るろうに剣心では斎藤一が一つの技"牙突"を磨いて剣心に挑み、そして敗れたが、一点に集中する覚悟は今の個の時代にまさに必要とされている。

 

次郎はそんな考えを巡らせながらひたすら啜った。

 

麺、スープ。悪い肉、ホロホロのチャーシュー、青唐辛子、白葱すべてが渾然一体となって口の中に押し寄せてくる。

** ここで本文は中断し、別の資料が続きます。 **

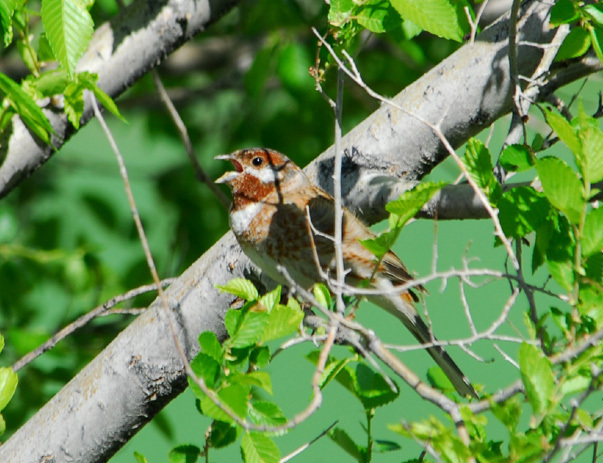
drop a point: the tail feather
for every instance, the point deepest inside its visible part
(406, 312)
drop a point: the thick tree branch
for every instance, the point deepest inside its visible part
(120, 52)
(140, 371)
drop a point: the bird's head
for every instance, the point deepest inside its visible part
(258, 173)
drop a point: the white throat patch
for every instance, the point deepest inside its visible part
(241, 219)
(265, 175)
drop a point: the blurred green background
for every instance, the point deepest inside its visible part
(68, 242)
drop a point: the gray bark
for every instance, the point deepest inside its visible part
(121, 51)
(140, 372)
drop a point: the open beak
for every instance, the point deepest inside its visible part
(229, 176)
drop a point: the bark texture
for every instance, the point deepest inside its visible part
(140, 371)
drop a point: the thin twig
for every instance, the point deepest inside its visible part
(354, 74)
(306, 445)
(101, 310)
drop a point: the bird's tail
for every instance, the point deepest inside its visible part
(401, 307)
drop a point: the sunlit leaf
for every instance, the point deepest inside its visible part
(435, 16)
(241, 288)
(283, 321)
(8, 385)
(343, 440)
(478, 162)
(516, 158)
(575, 44)
(378, 17)
(69, 28)
(184, 454)
(222, 434)
(235, 397)
(592, 236)
(411, 201)
(270, 299)
(210, 345)
(266, 413)
(7, 8)
(537, 376)
(28, 110)
(561, 186)
(522, 210)
(259, 448)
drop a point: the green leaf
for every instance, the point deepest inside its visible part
(69, 28)
(88, 81)
(595, 11)
(596, 37)
(478, 161)
(372, 389)
(222, 434)
(522, 210)
(575, 44)
(561, 186)
(249, 328)
(435, 16)
(207, 369)
(7, 8)
(241, 288)
(235, 397)
(591, 139)
(259, 357)
(508, 412)
(259, 448)
(333, 369)
(184, 454)
(341, 12)
(26, 107)
(266, 413)
(438, 379)
(8, 385)
(537, 376)
(322, 295)
(381, 244)
(292, 68)
(270, 299)
(211, 346)
(560, 253)
(592, 235)
(74, 103)
(45, 52)
(383, 446)
(563, 12)
(341, 438)
(378, 17)
(254, 378)
(283, 321)
(50, 83)
(517, 158)
(140, 458)
(564, 130)
(411, 201)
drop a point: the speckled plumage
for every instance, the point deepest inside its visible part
(272, 200)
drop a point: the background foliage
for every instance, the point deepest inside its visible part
(67, 240)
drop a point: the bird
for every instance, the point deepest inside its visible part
(280, 218)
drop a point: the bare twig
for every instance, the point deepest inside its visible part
(84, 319)
(306, 445)
(354, 74)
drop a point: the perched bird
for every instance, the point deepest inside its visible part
(272, 199)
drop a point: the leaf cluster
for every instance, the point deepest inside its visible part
(67, 30)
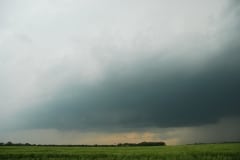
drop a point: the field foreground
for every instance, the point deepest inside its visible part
(183, 152)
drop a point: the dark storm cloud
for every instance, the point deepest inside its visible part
(152, 93)
(164, 90)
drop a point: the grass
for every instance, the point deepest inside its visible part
(183, 152)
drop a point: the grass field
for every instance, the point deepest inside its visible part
(183, 152)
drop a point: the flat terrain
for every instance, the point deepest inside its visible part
(182, 152)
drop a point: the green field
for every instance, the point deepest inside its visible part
(183, 152)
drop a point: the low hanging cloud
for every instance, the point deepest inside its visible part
(111, 68)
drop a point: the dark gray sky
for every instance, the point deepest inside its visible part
(105, 71)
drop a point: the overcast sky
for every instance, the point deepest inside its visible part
(110, 71)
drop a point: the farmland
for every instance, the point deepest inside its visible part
(228, 151)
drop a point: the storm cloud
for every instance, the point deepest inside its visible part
(118, 66)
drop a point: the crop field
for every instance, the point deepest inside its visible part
(181, 152)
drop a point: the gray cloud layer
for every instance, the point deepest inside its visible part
(129, 78)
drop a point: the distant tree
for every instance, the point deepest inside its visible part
(9, 143)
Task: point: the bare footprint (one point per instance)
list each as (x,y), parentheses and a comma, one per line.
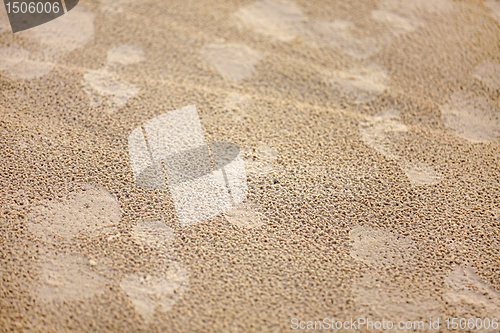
(470,297)
(233,61)
(114,6)
(69,277)
(471,117)
(375,295)
(359,84)
(90,211)
(158,292)
(383,132)
(104,87)
(40,48)
(125,54)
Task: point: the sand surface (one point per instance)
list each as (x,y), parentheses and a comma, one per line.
(354,145)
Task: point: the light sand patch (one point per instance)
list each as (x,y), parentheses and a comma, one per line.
(416,11)
(377,299)
(125,54)
(380,248)
(338,34)
(233,61)
(153,234)
(471,118)
(149,293)
(114,6)
(494,5)
(70,277)
(55,39)
(280,20)
(66,33)
(89,211)
(469,296)
(4,20)
(360,84)
(100,84)
(383,132)
(236,106)
(422,174)
(397,24)
(489,74)
(266,153)
(374,294)
(246,215)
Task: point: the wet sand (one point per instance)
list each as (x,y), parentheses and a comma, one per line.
(369,132)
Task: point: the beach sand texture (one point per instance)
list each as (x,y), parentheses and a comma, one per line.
(369,132)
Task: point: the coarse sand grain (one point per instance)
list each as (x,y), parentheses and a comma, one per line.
(227,166)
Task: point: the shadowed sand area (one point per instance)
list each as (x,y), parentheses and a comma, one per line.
(227,166)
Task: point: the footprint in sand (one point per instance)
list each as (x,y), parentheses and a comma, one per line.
(247,215)
(489,74)
(149,293)
(284,21)
(39,49)
(113,6)
(383,132)
(339,34)
(104,87)
(279,20)
(359,84)
(237,107)
(472,117)
(494,6)
(469,296)
(405,16)
(375,295)
(233,61)
(91,210)
(70,277)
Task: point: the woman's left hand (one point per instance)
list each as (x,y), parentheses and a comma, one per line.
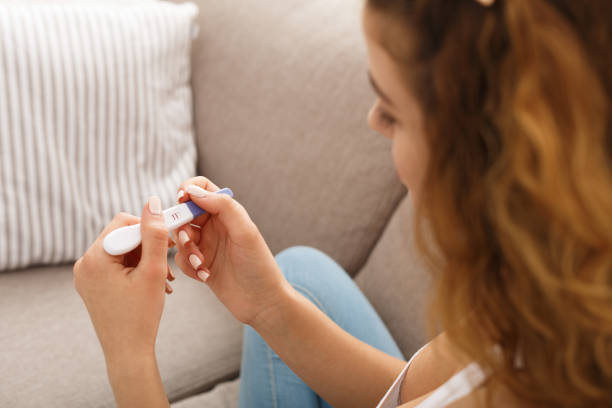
(125,294)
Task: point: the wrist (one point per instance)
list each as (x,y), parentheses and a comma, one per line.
(125,366)
(273,319)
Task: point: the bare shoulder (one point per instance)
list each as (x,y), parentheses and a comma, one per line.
(476,399)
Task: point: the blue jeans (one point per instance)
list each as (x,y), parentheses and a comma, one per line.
(266,381)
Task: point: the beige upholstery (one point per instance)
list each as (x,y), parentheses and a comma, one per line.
(50,356)
(281,98)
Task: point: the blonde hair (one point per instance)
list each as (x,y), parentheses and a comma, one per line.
(518,189)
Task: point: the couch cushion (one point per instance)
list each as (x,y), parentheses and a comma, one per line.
(224,395)
(281,98)
(50,355)
(395,281)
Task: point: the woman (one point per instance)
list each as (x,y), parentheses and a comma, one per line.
(499,116)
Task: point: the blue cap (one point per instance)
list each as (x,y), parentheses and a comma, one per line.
(197,211)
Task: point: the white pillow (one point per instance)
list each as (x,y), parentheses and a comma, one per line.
(95,116)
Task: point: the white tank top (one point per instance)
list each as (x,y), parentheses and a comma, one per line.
(457,387)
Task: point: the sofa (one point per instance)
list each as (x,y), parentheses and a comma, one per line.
(280,102)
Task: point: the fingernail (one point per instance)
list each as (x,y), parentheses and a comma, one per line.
(203,275)
(196,191)
(155,205)
(183,237)
(194,261)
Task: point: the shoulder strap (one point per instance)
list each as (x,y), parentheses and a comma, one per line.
(457,387)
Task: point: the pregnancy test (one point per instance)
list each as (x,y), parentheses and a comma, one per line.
(125,239)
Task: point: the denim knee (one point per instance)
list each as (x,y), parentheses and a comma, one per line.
(310,267)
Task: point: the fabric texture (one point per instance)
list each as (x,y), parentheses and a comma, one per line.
(396,281)
(50,355)
(266,381)
(281,97)
(224,395)
(95,116)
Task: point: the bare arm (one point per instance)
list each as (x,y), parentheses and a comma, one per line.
(136,382)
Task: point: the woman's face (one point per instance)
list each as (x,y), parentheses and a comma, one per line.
(395,113)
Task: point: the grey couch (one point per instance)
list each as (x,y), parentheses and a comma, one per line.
(281,98)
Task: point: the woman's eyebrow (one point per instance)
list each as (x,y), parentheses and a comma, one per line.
(377,89)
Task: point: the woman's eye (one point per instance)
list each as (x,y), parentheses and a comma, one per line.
(385,119)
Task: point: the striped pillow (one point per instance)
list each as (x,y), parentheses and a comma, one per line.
(95,116)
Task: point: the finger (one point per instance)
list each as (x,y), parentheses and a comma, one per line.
(229,211)
(154,237)
(120,220)
(199,181)
(187,233)
(192,264)
(170,276)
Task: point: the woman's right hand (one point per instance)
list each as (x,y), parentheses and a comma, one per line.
(228,252)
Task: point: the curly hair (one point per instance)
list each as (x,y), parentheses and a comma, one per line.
(516,214)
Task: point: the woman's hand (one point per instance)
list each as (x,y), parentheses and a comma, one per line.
(125,294)
(225,249)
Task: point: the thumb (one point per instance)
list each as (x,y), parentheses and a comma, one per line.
(229,211)
(154,237)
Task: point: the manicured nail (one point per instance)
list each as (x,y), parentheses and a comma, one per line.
(155,205)
(194,261)
(183,237)
(203,275)
(196,191)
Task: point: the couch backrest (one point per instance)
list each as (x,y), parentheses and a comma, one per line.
(281,98)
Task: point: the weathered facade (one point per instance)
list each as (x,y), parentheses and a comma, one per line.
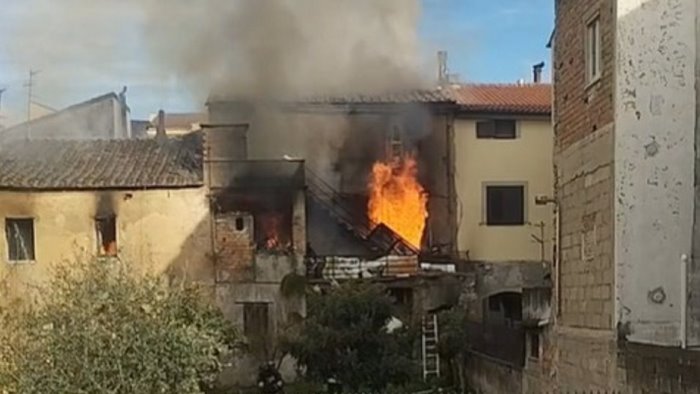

その波に飲み込まれた時、次郎は一度真っ暗闇の無に成り果てる。しかし、次の瞬間、全てが調和した味が口の中に。いや脳内に華開く。それはまさにルネッサンス。この調和、それをハーモニーと呼ぶのだ。

 

ハーモニー?

Hey, Chris, Please keep good harmony with him during traveling and Good Luck!

Ok, Jiro, Thanks.

彼はそう言うと、愛馬に合図を送り、軽々と、そして颯爽と馬場に駆け出していった。

競馬はレース中は騎手と馬との折り合いが大切だ。折り合っていない場合は、本来の力が出せずに終わる。ビッグレースになればなるほど一瞬のミスが命取りになる。そして、その折り合いをつけるという意味の言葉を英語ではGood harmony と表現していた。

人と馬がハーモニーを奏でながら走るのだ。人馬一体とはこのことだ。折り合いよりも、harmony のほうがより実体に合っている気がした。

 

そして、今日の悪い奴がまさに、Good Harmony. それぞれの素材がお互いに響き合って、素晴らしいハーモニーを奏でている。

 

さすがオヤジ。

うまかったよ。今日も最高にな。

まいど〜、ありがとうね〜。

 

また。

次郎は店を出た。

 

空は見事に晴れ上がり、爽やかな風が次郎の頬をぬぐった。当時来日した騎手を思い出していた。彼はかの国で元気でやってるだろうか…

 

きっとうまくやっているのだろう。

俺よりももっとうまく。そういえば今週はジャパンカップだな。

次郎は独りごちた。

 

続く。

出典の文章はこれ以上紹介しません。